Friday, February 18, 2011

Yesterday it was Sophia's and James Kwon's birthday.
Haven't talked to James Kwon for 2 whole years.
I simply can't understand why he managed to walk out so easily. Maybe he was't in part of my life before but I've always thought that he was. We are thousands of miles apart man. It's funny how we used to chat for 6 hours on msn and one fine day, he just stopped talking to me. He asked for my pictures and used it as his msn DP. He stated me as his interest in his msn profile. He stayed up late in order to video chat with me, vice versa. We told each other about our family problems. But everything just suddenly came to a stop. I guess maybe it's too overwhelming for him. Like I even ain't real in the first place. And he just walked out. So sad to lose him as a friend, even though he's just a cyber friend. I can only see him. Can't even touch or hear him. The only line that I heard him said to me was : 'Turn on the lights, it's bad for your eyes.' WTF MAN..
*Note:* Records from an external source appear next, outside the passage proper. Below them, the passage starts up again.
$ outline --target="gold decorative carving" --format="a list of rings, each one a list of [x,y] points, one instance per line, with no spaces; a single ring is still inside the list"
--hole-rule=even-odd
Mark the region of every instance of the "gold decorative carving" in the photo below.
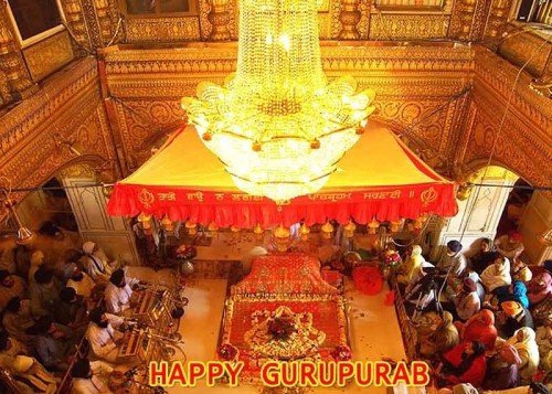
[[[361,13],[359,10],[360,0],[341,0],[341,13],[339,21],[341,22],[341,31],[339,40],[358,40],[360,39],[357,25],[360,22]]]
[[[199,0],[199,23],[200,23],[200,35],[201,40],[212,40],[212,21],[210,20],[210,14],[213,10],[211,2],[213,0]],[[226,2],[224,10],[226,11],[227,21],[224,23],[224,29],[227,30],[230,36],[224,40],[237,40],[237,2],[235,0],[222,0]],[[212,17],[211,17],[212,18]],[[214,39],[213,39],[214,40]]]
[[[34,82],[41,81],[74,58],[73,47],[66,31],[25,47],[23,55]]]
[[[501,2],[502,0],[499,0]],[[449,36],[464,41],[480,41],[491,15],[490,6],[496,1],[456,0],[454,1]]]
[[[522,66],[535,77],[544,76],[552,71],[552,43],[532,32],[513,30],[511,36],[502,40],[498,52],[511,63]]]
[[[499,132],[516,81],[506,126]],[[530,81],[527,74],[518,76],[516,66],[491,51],[477,49],[474,100],[455,159],[464,175],[485,167],[496,143],[493,164],[514,171],[533,185],[550,183],[552,107],[549,99],[531,90]]]
[[[0,174],[13,187],[43,184],[64,168],[89,163],[104,169],[114,162],[109,128],[97,82],[97,65],[84,58],[72,73],[59,75],[1,118]],[[59,149],[55,131],[75,140],[82,156]]]
[[[60,1],[63,13],[68,24],[68,29],[73,34],[73,38],[78,42],[78,44],[88,47],[89,41],[86,33],[86,24],[84,22],[83,8],[79,0],[62,0]]]
[[[512,0],[495,0],[490,7],[485,30],[486,39],[497,39],[505,32]]]
[[[36,90],[19,51],[7,3],[0,2],[0,70],[8,78],[14,98],[23,98]]]
[[[10,85],[6,74],[0,70],[0,107],[11,102]]]
[[[352,2],[358,3],[354,7],[354,9],[358,12],[360,12],[360,14],[349,13],[353,12],[353,9],[350,6]],[[357,40],[368,40],[369,25],[370,25],[370,1],[331,0],[329,2],[329,10],[330,10],[329,14],[319,13],[320,25],[328,26],[329,29],[329,34],[326,33],[328,29],[320,30],[321,39],[338,39],[344,29],[342,21],[342,18],[344,18],[346,23],[349,23],[349,25],[346,29],[351,30],[352,25],[354,25],[354,29],[352,30],[355,33],[358,33]],[[328,22],[326,22],[328,20],[328,17],[329,17],[329,24]],[[353,19],[357,20],[357,18],[358,22],[354,23]]]
[[[96,8],[102,40],[107,45],[113,35],[109,2],[107,0],[94,0],[94,7]]]
[[[371,14],[370,38],[413,40],[445,38],[449,17],[443,14]]]
[[[397,132],[407,132],[415,145],[432,147],[446,158],[447,141],[461,119],[457,111],[463,107],[457,102],[440,107],[469,83],[473,49],[448,44],[367,46],[351,41],[350,46],[322,42],[321,52],[330,77],[347,72],[357,78],[359,88],[378,90],[379,120]],[[235,43],[179,51],[124,47],[106,51],[105,78],[108,90],[116,97],[117,128],[128,162],[126,171],[136,169],[149,157],[151,143],[146,141],[162,138],[182,124],[180,97],[193,95],[202,81],[222,82],[235,70],[236,55]],[[425,120],[420,121],[421,118]],[[412,124],[416,126],[411,127]]]
[[[197,17],[129,18],[128,42],[180,42],[200,40]]]
[[[208,0],[208,3],[209,6],[211,6],[211,11],[209,11],[208,14],[208,20],[211,23],[211,33],[209,34],[209,40],[230,40],[230,0]]]

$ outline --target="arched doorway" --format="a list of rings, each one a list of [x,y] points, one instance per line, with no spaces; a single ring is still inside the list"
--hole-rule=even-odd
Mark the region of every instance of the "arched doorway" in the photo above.
[[[428,227],[426,239],[432,247],[432,260],[438,260],[443,247],[450,239],[458,239],[468,251],[480,238],[493,239],[512,187],[519,175],[500,167],[480,168],[465,177],[475,184],[458,191],[458,214],[448,220],[435,219]]]
[[[59,171],[75,215],[81,241],[93,241],[107,256],[129,265],[139,265],[134,232],[127,219],[107,214],[107,193],[95,167],[77,163]]]

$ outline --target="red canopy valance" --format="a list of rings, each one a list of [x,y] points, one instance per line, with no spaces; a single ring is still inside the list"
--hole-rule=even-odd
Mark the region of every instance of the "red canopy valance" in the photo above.
[[[427,167],[389,129],[371,124],[320,192],[284,205],[240,191],[189,127],[115,185],[107,211],[119,216],[146,212],[172,221],[250,228],[257,223],[289,226],[302,219],[311,225],[327,219],[344,224],[352,217],[364,224],[372,217],[453,216],[457,206],[454,183]]]

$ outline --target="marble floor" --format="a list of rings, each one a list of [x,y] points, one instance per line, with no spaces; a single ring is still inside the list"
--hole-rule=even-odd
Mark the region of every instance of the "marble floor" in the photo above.
[[[170,280],[169,270],[155,273],[149,268],[131,268],[131,276],[149,281],[167,283]],[[185,288],[185,296],[190,299],[185,316],[180,323],[180,332],[184,340],[188,360],[210,361],[215,359],[220,322],[224,307],[226,279],[193,279]],[[351,283],[347,283],[346,297],[349,304],[350,339],[353,359],[359,361],[378,361],[383,358],[403,360],[405,358],[401,332],[393,307],[383,304],[385,291],[376,296],[365,296],[358,292]],[[202,381],[203,382],[203,381]],[[169,393],[205,392],[226,393],[223,385],[206,387],[200,384],[197,387],[171,387]],[[240,393],[261,393],[262,387],[241,385]],[[344,388],[308,388],[307,393],[385,393],[384,387],[360,388],[353,384]]]

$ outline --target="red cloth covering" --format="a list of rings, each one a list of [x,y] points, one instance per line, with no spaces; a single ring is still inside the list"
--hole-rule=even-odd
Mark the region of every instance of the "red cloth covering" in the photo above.
[[[322,279],[333,287],[339,287],[343,284],[343,275],[337,270],[322,269]]]
[[[463,361],[461,354],[468,344],[469,342],[457,344],[444,354],[444,359],[454,366],[458,368]],[[464,372],[459,376],[447,375],[446,381],[450,385],[471,383],[471,385],[474,385],[475,387],[480,387],[482,385],[486,372],[487,361],[485,359],[485,355],[481,354],[473,361],[470,368],[466,372]]]
[[[383,278],[378,267],[361,266],[352,271],[354,287],[365,295],[376,295],[383,288]]]
[[[337,294],[322,279],[314,256],[289,253],[253,259],[250,275],[232,287],[232,294]]]
[[[389,159],[392,158],[390,161]],[[417,158],[391,130],[370,123],[319,192],[277,205],[237,189],[193,128],[182,129],[137,171],[117,182],[107,205],[114,216],[140,212],[219,227],[307,225],[328,217],[365,224],[457,213],[455,184]]]
[[[465,342],[478,341],[485,344],[486,350],[492,350],[495,349],[497,337],[495,315],[488,309],[481,309],[464,324],[461,340]]]
[[[400,198],[383,198],[395,191],[399,191]],[[195,199],[200,194],[201,203],[189,200],[189,196]],[[170,195],[170,200],[167,195]],[[339,199],[336,195],[339,195]],[[457,212],[454,199],[453,184],[436,183],[373,187],[355,192],[320,192],[298,196],[289,204],[278,206],[269,199],[252,198],[245,193],[117,183],[107,212],[113,216],[135,216],[146,212],[156,217],[168,215],[171,221],[191,220],[200,224],[214,222],[220,227],[236,225],[241,228],[252,228],[257,223],[263,227],[280,223],[290,226],[301,220],[305,220],[307,225],[312,225],[325,223],[328,217],[341,224],[347,224],[353,217],[357,223],[365,224],[374,216],[380,221],[416,219],[428,212],[454,216]]]

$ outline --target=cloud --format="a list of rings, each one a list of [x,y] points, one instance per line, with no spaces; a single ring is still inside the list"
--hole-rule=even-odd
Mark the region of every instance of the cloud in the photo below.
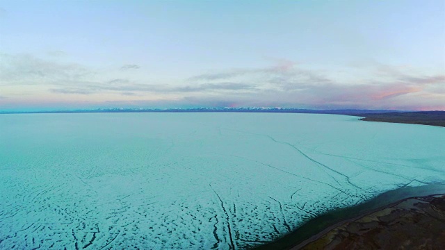
[[[70,84],[95,74],[75,63],[55,62],[29,54],[0,53],[1,85]]]
[[[65,51],[63,51],[60,50],[49,51],[47,52],[47,54],[48,54],[48,56],[53,56],[53,57],[63,57],[67,55],[67,53]]]
[[[443,106],[445,100],[444,74],[375,64],[358,68],[366,73],[364,75],[347,72],[353,77],[342,81],[336,72],[308,69],[284,59],[273,61],[270,67],[213,72],[182,82],[158,84],[115,71],[110,78],[110,71],[79,64],[0,53],[0,91],[2,86],[24,90],[33,85],[58,99],[74,100],[72,95],[83,95],[83,99],[95,101],[94,95],[101,94],[102,99],[116,101],[120,96],[127,99],[133,96],[163,100],[159,103],[170,106],[417,109]],[[13,99],[5,92],[1,94],[8,101]]]
[[[120,67],[120,69],[127,70],[127,69],[140,69],[140,67],[138,65],[132,64],[132,65],[124,65]]]
[[[90,94],[95,93],[103,93],[104,92],[120,92],[121,94],[131,92],[131,94],[136,95],[136,94],[135,92],[171,94],[213,91],[248,91],[255,90],[255,87],[253,85],[236,83],[207,83],[184,86],[131,83],[128,80],[124,79],[115,79],[107,81],[106,83],[118,83],[124,84],[112,85],[96,83],[93,84],[85,84],[82,86],[78,87],[62,87],[51,89],[51,91],[60,94]]]

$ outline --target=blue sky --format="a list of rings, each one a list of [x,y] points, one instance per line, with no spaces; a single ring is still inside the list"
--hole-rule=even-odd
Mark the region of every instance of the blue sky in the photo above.
[[[0,110],[445,110],[444,1],[0,1]]]

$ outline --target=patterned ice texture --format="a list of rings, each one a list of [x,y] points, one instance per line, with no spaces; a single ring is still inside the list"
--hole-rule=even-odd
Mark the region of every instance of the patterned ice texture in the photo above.
[[[445,180],[445,128],[310,114],[0,116],[0,249],[246,249]]]

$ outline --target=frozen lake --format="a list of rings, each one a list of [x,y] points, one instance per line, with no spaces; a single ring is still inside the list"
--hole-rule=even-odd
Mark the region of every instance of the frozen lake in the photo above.
[[[445,128],[311,114],[0,115],[0,249],[244,249],[445,183]]]

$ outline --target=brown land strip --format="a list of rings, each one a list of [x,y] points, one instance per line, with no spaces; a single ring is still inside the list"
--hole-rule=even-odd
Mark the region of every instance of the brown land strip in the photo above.
[[[403,199],[327,228],[292,249],[442,249],[445,194]]]

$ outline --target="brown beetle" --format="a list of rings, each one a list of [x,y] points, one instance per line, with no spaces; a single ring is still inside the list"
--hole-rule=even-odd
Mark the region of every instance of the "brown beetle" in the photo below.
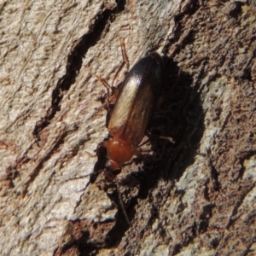
[[[110,179],[114,178],[113,172],[134,154],[141,155],[137,148],[156,108],[161,83],[162,61],[157,53],[138,61],[122,83],[108,125],[108,139],[100,144],[107,147],[106,171]]]

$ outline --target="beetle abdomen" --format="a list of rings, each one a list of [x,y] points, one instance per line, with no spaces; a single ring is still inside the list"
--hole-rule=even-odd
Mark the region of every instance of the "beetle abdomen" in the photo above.
[[[161,58],[157,53],[141,59],[128,73],[109,120],[109,134],[137,147],[142,141],[160,96]]]

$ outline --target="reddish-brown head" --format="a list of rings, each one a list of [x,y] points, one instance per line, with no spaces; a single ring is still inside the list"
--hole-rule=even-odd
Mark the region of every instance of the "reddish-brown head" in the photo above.
[[[113,172],[121,169],[123,164],[131,159],[136,148],[125,141],[111,137],[107,142],[107,150],[109,160],[106,168],[108,171]]]

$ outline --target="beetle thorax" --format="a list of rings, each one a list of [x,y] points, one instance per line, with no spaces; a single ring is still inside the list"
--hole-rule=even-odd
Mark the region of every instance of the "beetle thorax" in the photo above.
[[[122,165],[129,161],[136,148],[119,138],[109,138],[107,143],[107,150],[109,157],[109,169],[115,171],[120,169]]]

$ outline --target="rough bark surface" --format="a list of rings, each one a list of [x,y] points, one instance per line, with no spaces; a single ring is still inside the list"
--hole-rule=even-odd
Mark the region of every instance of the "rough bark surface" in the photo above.
[[[0,3],[1,254],[255,255],[255,2],[116,2]],[[131,226],[93,156],[119,38],[131,66],[166,55],[143,160],[118,175]]]

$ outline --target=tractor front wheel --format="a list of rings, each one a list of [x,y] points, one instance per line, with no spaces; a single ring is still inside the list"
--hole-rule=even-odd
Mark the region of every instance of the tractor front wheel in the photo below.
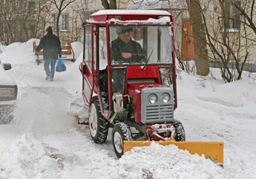
[[[102,117],[98,99],[93,99],[89,117],[90,133],[95,143],[104,143],[108,137],[108,121]]]
[[[119,123],[114,126],[112,141],[114,152],[118,158],[123,154],[123,141],[132,140],[132,134],[127,124]]]

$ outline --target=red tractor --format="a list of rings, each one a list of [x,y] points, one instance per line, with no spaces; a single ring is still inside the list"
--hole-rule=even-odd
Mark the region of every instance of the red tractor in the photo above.
[[[184,144],[178,142],[185,141],[183,126],[174,119],[177,95],[171,14],[99,11],[83,26],[80,70],[92,139],[105,142],[113,127],[117,157],[130,141],[133,146],[145,140]]]

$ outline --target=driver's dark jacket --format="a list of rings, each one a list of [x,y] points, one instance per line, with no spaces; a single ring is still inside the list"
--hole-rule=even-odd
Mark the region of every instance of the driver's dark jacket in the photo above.
[[[59,39],[52,32],[47,32],[41,38],[35,50],[39,52],[41,49],[44,49],[44,59],[57,59],[58,54],[62,53]]]
[[[122,56],[122,53],[130,53],[132,57],[130,59],[124,59]],[[145,61],[145,53],[141,45],[132,39],[128,43],[124,43],[118,37],[111,41],[111,60],[116,62],[144,62]]]

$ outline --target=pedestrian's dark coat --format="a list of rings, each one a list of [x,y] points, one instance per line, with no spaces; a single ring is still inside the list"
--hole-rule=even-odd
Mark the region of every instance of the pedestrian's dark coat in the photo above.
[[[57,36],[52,32],[47,32],[40,40],[39,45],[35,50],[39,52],[44,49],[44,59],[57,59],[58,54],[61,54],[60,41]]]

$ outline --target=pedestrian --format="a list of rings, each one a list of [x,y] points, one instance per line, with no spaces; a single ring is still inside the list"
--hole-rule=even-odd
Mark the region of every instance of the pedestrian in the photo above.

And I made him so important in my life that I even managed to remember his birthday. It's weird cos' I can only remember my sisters , my parents and 2 of my friends birthdate. I don't like to remember insignificant stuffs but he made me did. Because of him, I've managed to remember my niece, Sophia's birthday. Because her birthdate is the same as his.
How funny it will be if I tell others that I cannot remember my niece's birthdate but I can remember a stranger's very well?